What does it mean to be a mother?

Twenty writers speak out in this searingly honest, diverse and powerful collection.

 Motherhood is life-changing. Disorientating, overwhelming, intense on every level, it can leave you questioning everything you thought you knew about yourself. Yet despite more women speaking out in recent years about the reality of their experiences – good, bad and in between – all too often it’s the same stories getting told, while key parts of the maternal experience still remain unspeakable and unseen. There are a million different ways to be a mother, yet the vision we see in books, on screen and online overwhelmingly fails to represent this commonplace yet extraordinary experience for most of us. It’s time to broaden the conversation.

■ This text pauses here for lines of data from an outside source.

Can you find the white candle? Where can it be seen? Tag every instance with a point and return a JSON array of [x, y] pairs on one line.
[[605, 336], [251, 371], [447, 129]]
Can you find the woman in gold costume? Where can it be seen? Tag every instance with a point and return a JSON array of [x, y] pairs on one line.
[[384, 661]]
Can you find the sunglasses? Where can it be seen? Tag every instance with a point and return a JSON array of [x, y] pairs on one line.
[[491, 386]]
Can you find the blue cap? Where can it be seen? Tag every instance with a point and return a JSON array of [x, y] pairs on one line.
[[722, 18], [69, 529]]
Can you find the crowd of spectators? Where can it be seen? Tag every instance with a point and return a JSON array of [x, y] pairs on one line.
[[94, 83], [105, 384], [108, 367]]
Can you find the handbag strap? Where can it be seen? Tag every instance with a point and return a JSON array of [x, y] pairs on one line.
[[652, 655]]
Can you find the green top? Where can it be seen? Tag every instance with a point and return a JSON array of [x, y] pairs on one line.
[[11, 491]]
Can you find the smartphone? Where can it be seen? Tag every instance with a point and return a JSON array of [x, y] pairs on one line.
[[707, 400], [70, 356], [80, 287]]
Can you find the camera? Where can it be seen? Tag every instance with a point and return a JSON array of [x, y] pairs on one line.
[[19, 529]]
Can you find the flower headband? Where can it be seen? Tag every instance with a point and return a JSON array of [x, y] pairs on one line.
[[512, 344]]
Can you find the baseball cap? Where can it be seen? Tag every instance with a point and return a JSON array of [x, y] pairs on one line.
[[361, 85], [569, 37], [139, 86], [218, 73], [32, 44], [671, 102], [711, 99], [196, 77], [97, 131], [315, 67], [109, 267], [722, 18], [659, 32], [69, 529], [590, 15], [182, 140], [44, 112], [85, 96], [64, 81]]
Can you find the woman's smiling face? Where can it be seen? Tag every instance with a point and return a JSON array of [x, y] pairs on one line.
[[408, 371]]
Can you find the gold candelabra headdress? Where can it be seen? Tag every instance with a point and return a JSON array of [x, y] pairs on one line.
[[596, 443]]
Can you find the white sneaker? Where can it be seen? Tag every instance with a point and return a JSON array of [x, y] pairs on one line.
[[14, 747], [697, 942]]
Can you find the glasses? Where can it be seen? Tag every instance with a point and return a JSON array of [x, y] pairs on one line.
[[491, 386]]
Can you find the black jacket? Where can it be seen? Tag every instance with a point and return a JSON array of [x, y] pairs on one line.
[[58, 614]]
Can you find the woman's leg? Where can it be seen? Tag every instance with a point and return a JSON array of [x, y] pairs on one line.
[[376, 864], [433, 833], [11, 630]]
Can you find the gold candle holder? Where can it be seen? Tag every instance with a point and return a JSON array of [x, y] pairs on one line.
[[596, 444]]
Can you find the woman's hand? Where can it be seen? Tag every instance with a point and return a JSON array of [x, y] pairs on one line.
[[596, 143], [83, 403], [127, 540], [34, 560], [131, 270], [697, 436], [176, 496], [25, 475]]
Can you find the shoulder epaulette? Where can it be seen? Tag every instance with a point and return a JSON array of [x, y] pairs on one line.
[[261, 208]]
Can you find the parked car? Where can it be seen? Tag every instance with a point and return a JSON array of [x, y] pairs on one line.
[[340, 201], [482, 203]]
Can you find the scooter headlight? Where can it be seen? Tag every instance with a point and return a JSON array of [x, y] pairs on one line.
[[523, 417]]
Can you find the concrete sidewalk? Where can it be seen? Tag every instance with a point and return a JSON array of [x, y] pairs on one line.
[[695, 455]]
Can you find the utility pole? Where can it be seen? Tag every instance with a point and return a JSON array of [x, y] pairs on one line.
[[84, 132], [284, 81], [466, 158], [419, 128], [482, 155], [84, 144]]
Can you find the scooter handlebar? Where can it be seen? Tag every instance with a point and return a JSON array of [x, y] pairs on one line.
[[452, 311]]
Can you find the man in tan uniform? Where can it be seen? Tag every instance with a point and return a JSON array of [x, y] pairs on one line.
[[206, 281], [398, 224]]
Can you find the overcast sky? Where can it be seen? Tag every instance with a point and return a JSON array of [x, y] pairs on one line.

The Best, Most Awful Job is a deeply personal collection about motherhood in all its raw, heart-wrenching, gloriously impossible forms. Overturning assumptions, breaking down myths and shattering stereotypes, it challenges perceptions of what it means to be a mother, bringing together a diverse range of bold and brilliant writers and asking you to listen.

Some highlights include:

  • Hollie McNish on her trademark outspoken and sane form

  • Josie George writing beautifully and carefully about mothering yourself and your child when your body won’t play ball

  • Michelle Adams on meeting your adoptive child and learning to be a mother

  • Peggy Riley on the lost heartbeat of a deeply yearned-for child

  • MiMi Aye on the pain of her children being seen as ‘other’ in their own country

  • Leah Hazard - practising midwife and author of Hard Pushed - on the scars our bodies hold as mothers...

  • Saima Mir on the taboo that is maternal rage

  • Stories also cover: being unable to conceive, step-parenting, losing a child, single parenthood, being an autistic mother, being a reluctant home-schooler and the many ways in which race, class, disability, religion and sexuality affect motherhood.

 

‘A wonderful anthology. I enjoyed it so much – the honesty, intelligence, fury and tenderness of the essays; and, importantly and refreshingly, the range of voices and stories it contains. I only wished each essay were longer so that I might spend more time with each of these writers and their worlds.’
Liz Berry, author of The Republic of Motherhood and winner of the Forward Prize

‘If I had added a Post-it Note to every sentence in this book that made me laugh, wince in recognition, or faintly well up, I would have turned it into a paper porcupine.’
Ceri Radford, Independent
 

‘Absorbing stories from different women… Multiracial and non-binary perspectives are among the welcomingly diverse inclusions here.’
Jude Rogers, New Statesman
 

‘In this poignant, vital collection of essays, twenty writers meditate on what it means to be a mother… a real treat’
Elizabeth Morris, Crib Notes

 

‘These essays, diverse in the experiences of their authors but all hitting upon a near-universal truth, tackle beautifully [the challenge of] trying to balance creativity with childcare’
Sarah Langford, author of In Your Defence

 

‘I’ve been really missing the company of other mothers so this was a very good read… this book covers so much. The essay that really blew me away was Peggy Riley on not becoming a mother.’
Samantha Ellis, author of How To Be A Heroine

 

“Searingly honest, diverse and powerful collection about motherhood in all its raw, heart-wrenching, gloriously impossible forms”
Irish Examiner

‘All the pain, power and privilege of being a mother is here in these tales of step-parenting; being unable to conceive; having six children; single parenthood; and of how race, class, disability, religion and sexuality affect our perceptions of motherhood’
Caroline Sanderson, The Bookseller Editor’s Choice


ABOUT Katherine May

Edited and curated by Katherine May, an author of fiction and memoir whose most recent works have shown a willingness to deal frankly with the more ambiguous aspects of parenting. In The Electricity of Every Living Thing she explored the challenges – and joys – of being an autistic mother, and sparked a debate about the right of mothers to ask for solitude. In her New York Times bestseller, Wintering, she looked at the ways in which parenting can lead to periods of isolation and stress. She lives with her husband and son in Whitstable, Kent.